I've seen the wide variety of beautiful knives that WB members create, and I've really wanted to try my hand at making the handles for a knife. This weekend, I succumbed to that urge and bought a kit from Woodcraft. I learned a few lessons making this knife, and am happy with it for my first attempt. The handles are made from Cocobolo.

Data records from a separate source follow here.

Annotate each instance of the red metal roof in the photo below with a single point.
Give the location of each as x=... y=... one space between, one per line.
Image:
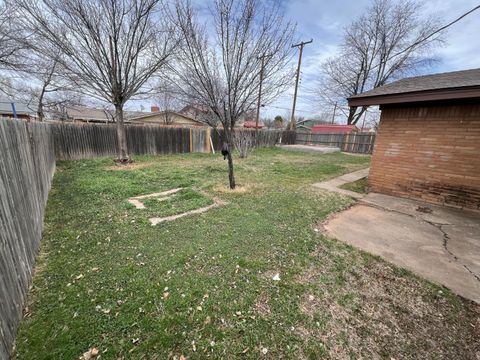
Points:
x=251 y=124
x=334 y=129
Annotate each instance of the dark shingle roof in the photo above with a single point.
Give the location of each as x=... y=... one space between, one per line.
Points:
x=20 y=108
x=456 y=80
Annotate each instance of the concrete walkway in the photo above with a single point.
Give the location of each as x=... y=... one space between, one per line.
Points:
x=334 y=184
x=439 y=243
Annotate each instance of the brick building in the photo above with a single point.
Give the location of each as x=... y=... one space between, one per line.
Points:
x=428 y=142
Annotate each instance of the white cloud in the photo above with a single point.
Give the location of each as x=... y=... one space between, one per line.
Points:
x=324 y=21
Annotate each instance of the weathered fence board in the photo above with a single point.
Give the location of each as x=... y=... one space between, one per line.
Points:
x=354 y=143
x=27 y=166
x=28 y=152
x=265 y=137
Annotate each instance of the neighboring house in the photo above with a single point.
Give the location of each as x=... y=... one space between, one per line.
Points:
x=334 y=129
x=428 y=141
x=167 y=118
x=22 y=111
x=85 y=114
x=307 y=125
x=201 y=113
x=252 y=124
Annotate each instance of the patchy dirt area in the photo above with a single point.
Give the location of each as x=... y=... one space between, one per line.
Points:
x=441 y=244
x=379 y=311
x=130 y=166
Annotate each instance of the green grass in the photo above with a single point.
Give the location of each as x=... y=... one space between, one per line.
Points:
x=201 y=286
x=180 y=202
x=360 y=186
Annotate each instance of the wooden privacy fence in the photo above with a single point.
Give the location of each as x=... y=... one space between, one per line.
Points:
x=354 y=143
x=27 y=161
x=28 y=152
x=74 y=141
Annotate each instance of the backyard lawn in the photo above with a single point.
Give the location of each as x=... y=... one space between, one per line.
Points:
x=252 y=278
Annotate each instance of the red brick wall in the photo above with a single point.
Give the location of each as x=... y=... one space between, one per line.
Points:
x=429 y=153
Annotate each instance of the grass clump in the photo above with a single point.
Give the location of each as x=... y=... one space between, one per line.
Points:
x=360 y=186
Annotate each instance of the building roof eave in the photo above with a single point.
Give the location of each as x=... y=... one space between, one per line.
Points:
x=461 y=93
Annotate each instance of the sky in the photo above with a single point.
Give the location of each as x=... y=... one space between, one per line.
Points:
x=324 y=21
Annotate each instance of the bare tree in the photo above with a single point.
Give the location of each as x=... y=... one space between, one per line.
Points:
x=110 y=49
x=9 y=47
x=244 y=141
x=167 y=99
x=221 y=72
x=390 y=40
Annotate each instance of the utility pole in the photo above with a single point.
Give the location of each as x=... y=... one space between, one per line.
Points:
x=300 y=45
x=262 y=58
x=334 y=111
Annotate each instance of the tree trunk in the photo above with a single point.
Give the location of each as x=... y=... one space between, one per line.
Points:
x=231 y=176
x=229 y=140
x=122 y=149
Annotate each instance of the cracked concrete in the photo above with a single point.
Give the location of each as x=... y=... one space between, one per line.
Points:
x=335 y=183
x=439 y=243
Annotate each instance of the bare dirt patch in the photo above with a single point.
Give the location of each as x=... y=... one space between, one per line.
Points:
x=261 y=306
x=239 y=189
x=380 y=311
x=129 y=166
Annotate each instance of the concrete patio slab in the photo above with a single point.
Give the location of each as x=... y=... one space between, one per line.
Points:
x=311 y=148
x=439 y=243
x=334 y=184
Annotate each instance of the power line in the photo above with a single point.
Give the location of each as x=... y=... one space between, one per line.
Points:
x=300 y=45
x=434 y=33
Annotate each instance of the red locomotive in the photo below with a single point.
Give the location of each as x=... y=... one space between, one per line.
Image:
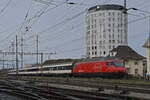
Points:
x=105 y=68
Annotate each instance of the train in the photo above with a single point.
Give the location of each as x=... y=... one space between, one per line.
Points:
x=96 y=68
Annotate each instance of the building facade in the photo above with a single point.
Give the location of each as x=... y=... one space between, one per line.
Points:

Reactions: Like 14 | Way Cool 2


----------



## manbuckwal (Jul 5, 2016)

Looks good for a first

Reactions: Thank You! 1 | Agree 2


----------



## ironman123 (Jul 5, 2016)



Reactions: Thank You! 1


----------



## Jack "Pappy" Lewis (Jul 7, 2016)

very impressed with your selection of handle materials and the tanto is one of my favorite knives good job...

Reactions: Thank You! 1


----------



## Kevin (Jul 8, 2016)

Nice job - looks great.

Reactions: Thank You! 1


----------



## NYWoodturner (Jul 8, 2016)

Nice job Buddy - Thats how I dipped my toe in the water - on a pre-made blade or 3. Be careful man... its addicting

Reactions: Thank You! 1


----------



## robert flynt (Jul 8, 2016)

I t is a good way to start. The devil is in the details!

Reactions: Thank You! 1


----------



## David Van Asperen (Jul 12, 2016)

I have been wanting to give knife making a go. Since your first turned out so fantastic , I have hopes that mine will be able to cut and the that I will be able to hold on the handle. Thanks for the encouragement and maybe even the push to try this craft
Dave

Reactions: Thank You! 1


----------



## MKTacop (Jul 12, 2016)

David Van Asperen said:


> I have been wanting to give knife making a go. Since your first turned out so fantastic , I have hopes that mine will be able to cut and the that I will be able to hold on the handle. Thanks for the encouragement and maybe even the push to try this craft
> Dave



It really is a lot of fun! I made handles for 3 more knives over the weekend that will be gifts for my nephews. Now I'm venturing into leather working to make sheaths for some planned knives for my son and my brothers in law.

Reactions: Like 1


----------